Use fund to aid E. Ky.: tax on mines hoarded, dribbled out by feds

Tax on mines hoarded, dribbled out by feds

September 17, 2013 

Count us among those who support tapping the $2.5 billion that's sitting in a federal fund to clean up coal industry messes to help clean up the economic mess the industry is leaving behind.

The idea of making better use of the Abandoned Mine Lands fund to help put people to work in Appalachia was advanced last month in the Daily Yonder by Tarence Ray and Willie Davis. (Dailyyonder.com/abandoned-mine-money-could-fuel-recovery/2013/08/12/6686.)

The $2.5 billion comes from a tax the industry has paid since 1977 to stabilize and restore land and water damaged by mining. The fund also helps pay pensions of some miners who retired from now-defunct companies.

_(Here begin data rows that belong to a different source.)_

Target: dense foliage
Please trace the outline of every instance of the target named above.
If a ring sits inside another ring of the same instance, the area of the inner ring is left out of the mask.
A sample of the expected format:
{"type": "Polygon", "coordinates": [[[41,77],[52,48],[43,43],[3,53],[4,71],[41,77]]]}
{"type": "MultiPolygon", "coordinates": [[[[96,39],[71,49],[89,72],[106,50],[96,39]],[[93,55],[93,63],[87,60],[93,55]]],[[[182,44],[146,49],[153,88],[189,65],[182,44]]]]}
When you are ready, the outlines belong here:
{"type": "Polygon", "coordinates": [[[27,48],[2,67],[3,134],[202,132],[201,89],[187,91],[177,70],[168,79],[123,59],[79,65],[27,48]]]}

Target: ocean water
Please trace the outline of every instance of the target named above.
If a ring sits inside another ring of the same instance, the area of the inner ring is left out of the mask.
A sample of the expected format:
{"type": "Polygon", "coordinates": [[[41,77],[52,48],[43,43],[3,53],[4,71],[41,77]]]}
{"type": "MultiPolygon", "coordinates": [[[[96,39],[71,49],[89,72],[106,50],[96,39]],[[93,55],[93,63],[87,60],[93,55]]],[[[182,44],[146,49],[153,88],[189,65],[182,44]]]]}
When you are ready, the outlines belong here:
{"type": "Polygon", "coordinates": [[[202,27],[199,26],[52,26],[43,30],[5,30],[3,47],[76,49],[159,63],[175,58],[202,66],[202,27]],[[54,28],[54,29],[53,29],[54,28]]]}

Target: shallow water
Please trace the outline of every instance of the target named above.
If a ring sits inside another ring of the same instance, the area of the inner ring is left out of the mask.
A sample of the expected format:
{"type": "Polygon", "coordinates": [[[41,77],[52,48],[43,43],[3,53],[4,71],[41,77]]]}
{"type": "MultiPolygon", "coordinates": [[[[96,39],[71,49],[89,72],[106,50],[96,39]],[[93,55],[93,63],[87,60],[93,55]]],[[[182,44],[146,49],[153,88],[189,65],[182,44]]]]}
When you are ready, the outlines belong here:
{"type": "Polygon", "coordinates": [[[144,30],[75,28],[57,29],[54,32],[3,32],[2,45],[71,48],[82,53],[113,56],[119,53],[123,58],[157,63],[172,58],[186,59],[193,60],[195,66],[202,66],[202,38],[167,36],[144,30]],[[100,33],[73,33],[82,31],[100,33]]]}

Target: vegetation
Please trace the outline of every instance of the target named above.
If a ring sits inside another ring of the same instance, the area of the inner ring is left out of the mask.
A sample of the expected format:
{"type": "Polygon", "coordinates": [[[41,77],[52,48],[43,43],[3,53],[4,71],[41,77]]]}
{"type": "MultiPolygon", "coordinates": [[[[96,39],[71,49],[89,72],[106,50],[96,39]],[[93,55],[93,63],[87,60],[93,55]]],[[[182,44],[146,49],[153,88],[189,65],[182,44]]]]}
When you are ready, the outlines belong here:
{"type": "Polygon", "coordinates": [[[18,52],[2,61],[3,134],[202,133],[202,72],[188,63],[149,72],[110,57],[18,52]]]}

Kentucky has documented more than $300 million in damage eligible for funding, yet Congress dribbles out the money in amounts too small to come close to meeting the need.

In fact, the main purpose to which the fund has been put is making the deficit look smaller on paper.

Meanwhile, states such as Wyoming that no longer need to repair abandoned mine lands keep getting a share of the AML fund, which they use for such things as building sports stadiums.

As the coal industry abandons Central Appalachia because mining there has become unprofitable, it makes sense to help restore the economy with the money the industry has paid through the years.

Fixing the damage from past mining could quickly put idled miners and their equipment back to work.

Also, University of Kentucky scientists have developed techniques for reforesting reclaimed mine lands that could create jobs today while laying the foundation for timber and tourism in the future.

Others will have ideas for restoring economic vitality to a region that has been bound to a single industry for too long.

Coal from Appalachia has powered U.S. growth and built great fortunes in distant cities for 100 years, while the people and places that produced the coal were rewarded with poverty and pain.

It's not asking too much to use money generated by the coal industry to build a new economy in the coalfields. In fact, this country owes it at least that much.